# Problem G

Mining Gold!

It has been a long, tiring week of tests at UCLA. Your
friend wants to cheer you up, so he invites you over to his
dorm to play a new game he recently purchased: *Mining Gold!*

In the game, you are the owner of a goldmine. Your
underground tunnel network can be represented as a rooted tree
with $n$ different
checkpoints, with the tree rooted at checkpoint $1$. Each tunnel connects exactly two
checkpoints, and has a *transportation
value*, which is the amount of gold that can be gained by
travelling through that tunnel between the checkpoints. It
turns out, some tunnels are very poorly built so every time you
travel through that tunnel you need to use some gold to hire a
guide! Thus, some edges may have a negative *transportation value*.
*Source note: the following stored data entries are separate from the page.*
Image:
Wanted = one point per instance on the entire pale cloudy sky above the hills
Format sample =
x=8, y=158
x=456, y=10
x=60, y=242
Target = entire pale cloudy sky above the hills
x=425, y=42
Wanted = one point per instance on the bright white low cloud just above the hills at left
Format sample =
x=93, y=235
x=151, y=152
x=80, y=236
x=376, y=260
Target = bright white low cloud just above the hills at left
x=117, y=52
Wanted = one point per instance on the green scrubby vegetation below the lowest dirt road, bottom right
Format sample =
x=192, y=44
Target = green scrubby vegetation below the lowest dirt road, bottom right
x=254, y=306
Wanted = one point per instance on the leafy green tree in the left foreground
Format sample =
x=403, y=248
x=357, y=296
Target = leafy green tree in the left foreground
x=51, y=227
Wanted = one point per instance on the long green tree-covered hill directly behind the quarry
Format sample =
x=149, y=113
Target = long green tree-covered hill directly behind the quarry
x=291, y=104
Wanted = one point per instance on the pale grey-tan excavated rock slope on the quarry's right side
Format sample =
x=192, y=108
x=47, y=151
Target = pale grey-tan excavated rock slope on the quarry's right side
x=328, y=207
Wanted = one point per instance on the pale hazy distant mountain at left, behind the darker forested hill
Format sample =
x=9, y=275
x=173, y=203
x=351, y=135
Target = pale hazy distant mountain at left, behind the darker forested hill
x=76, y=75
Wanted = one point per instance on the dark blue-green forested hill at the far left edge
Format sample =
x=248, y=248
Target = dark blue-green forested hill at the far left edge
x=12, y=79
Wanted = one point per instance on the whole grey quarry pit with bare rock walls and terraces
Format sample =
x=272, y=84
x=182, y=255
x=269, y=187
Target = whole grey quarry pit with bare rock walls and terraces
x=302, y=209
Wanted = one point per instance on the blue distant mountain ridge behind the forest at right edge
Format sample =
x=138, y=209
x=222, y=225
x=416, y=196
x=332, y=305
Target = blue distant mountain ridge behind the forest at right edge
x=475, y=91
Your friend is curious about the gold transportation within
the goldmine and asks you to answer $q$ queries, where each query gives a
single integer $x$
$(1 \leq x \leq n)$. For
each integer $x$, your
friend asks you, "If you travel along some simple path while
staying in the subtree of $x$, what’s the smallest amount of
gold you can possibly gain?" In other words, you want to find
the minimum sum of *transportation values*
of all the tunnels traveled through if you start at checkpoint
$x$ and travel to some
checkpoint in its subtree without visiting any checkpoint twice
and without ever leaving the subtree of $x$.

## Input

The first line of input gives $n$ and $q$ $(1 \leq n, q \leq 2 \cdot 10^5)$, the number of checkpoints and queries, respectively.

The next $n - 1$ lines will give three integers per line in the form $a$ $b$ $c$, denoting an edge between checkpoints $a$ and $b$ $(1 \leq a, b \leq n, a \neq b)$ with transportation value $c$ $(-10^9 \leq c \leq 10^9)$.

The next $q$ lines will give a single integer $x$, the checkpoint in which to process the current query.

## Output

Output $q$ lines, where the $i^{th}$ line will contain the answer to the $i^{th}$ query.

Sample Input 1 | Sample Output 1 |
---|---|

4 4 1 2 -1 2 3 2 2 4 3 4 2 3 1 |
0 2 0 -1 |

Sample Input 2 | Sample Output 2 |
---|---|

1 2 1 1 |
0 0 |

Sample Input 3 | Sample Output 3 |
---|---|

5 5 1 2 1 2 3 -2 3 4 3 4 5 -4 1 2 3 4 5 |
-2 -3 -1 -4 0 |